INDIANAPOLIS – Two Indianapolis men face federal charges in a shipping scam that prosecutors say is worth more than $1.2 million.
According to U.S. Attorney Joe Hogsett, the men defrauded United Parcel Service (UPS) over a two-year period. The men—Dayton R. Sloan II, 60, of D&S Construction, and Mark Gleason, 48, a UPS employee—face charges of wire fraud and money laundering.
According to the criminal complaint, D&S Construction signed a contract with UPS to provide general contracting services for the shipping company at locations in Indiana and Illinois. Between January 2011 and December 2012, UPS paid more than $1.2 million in shipping invoices to D&S Construction. Prosecutors said Gleason signed off on the invoices, even though he was authorized by the company to submit invoices of up to $5,000.
An audit showed that many of the invoices seemed suspicious. Some included work done outside of Indiana and Illinois and included purchases of products like flatscreen televsions that aren’t typically contracted out. In addition, invoices had the names of other supervisors even though Gleason had filed them. Prosecutors said most of the invoices were fake.

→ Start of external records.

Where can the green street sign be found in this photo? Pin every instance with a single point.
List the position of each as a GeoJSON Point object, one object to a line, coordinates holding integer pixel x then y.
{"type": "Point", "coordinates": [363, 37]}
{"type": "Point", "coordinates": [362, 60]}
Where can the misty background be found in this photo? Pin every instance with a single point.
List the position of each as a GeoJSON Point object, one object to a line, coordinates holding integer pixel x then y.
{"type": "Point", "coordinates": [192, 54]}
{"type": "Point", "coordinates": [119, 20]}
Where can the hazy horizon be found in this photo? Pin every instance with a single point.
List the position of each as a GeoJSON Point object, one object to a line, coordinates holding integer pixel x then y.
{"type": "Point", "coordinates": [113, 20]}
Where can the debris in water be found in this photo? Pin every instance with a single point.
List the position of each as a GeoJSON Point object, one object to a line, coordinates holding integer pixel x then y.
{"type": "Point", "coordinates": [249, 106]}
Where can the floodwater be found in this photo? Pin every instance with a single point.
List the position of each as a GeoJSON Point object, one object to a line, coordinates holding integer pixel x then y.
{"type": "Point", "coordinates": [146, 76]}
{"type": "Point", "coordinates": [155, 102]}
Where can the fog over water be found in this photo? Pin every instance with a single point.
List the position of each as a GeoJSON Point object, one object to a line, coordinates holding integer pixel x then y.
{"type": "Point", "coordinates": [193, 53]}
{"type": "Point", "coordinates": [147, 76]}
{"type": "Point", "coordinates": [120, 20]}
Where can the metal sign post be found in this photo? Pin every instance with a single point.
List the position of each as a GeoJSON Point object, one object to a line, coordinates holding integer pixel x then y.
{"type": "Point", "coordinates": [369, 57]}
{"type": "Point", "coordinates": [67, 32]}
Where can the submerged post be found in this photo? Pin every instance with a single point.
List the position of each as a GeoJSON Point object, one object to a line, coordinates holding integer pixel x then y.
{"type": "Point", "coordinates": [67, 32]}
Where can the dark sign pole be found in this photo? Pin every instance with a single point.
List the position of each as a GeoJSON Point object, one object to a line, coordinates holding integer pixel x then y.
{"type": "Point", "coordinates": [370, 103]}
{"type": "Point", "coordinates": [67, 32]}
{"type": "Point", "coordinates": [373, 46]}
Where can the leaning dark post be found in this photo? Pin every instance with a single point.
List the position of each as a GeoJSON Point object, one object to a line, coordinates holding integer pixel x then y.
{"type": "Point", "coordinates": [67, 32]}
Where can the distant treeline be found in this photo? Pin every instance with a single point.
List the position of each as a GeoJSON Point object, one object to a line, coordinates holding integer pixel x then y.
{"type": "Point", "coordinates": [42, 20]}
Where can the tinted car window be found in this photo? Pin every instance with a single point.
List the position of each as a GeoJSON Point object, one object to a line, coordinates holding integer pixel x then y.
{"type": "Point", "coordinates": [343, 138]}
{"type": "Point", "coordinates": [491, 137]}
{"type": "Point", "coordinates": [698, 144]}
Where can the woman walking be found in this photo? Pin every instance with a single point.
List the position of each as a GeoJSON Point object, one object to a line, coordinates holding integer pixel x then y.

According to prosecutors, Sloan would take the money UPS paid his company and deposit it in a bank account. He would then use that money to buy large amounts of pre-paid Visa gift cards. Those cards, which came in denominations as low as $100, would then be used by Gleason and Sloan to buy personal items. The men are also accused of giving the cards to family members.
The bank that handled the corporate account for D&S Construction grew suspicious of the gift card purchases coming from the account, and Sloan gave conflicting reports about the reasons he bought the gift cards. An investigation revealed purchases included more than $7,000 in jewelry, $3,000 for corrective eye surgery and more than $40,000 in car purchases.
Both Sloan and Gleason could face up to 20 years in federal prison for each of the wire fraud counts and ten years in federal prison on each count of money laundering. They also face fines and could be ordered to pay back UPS.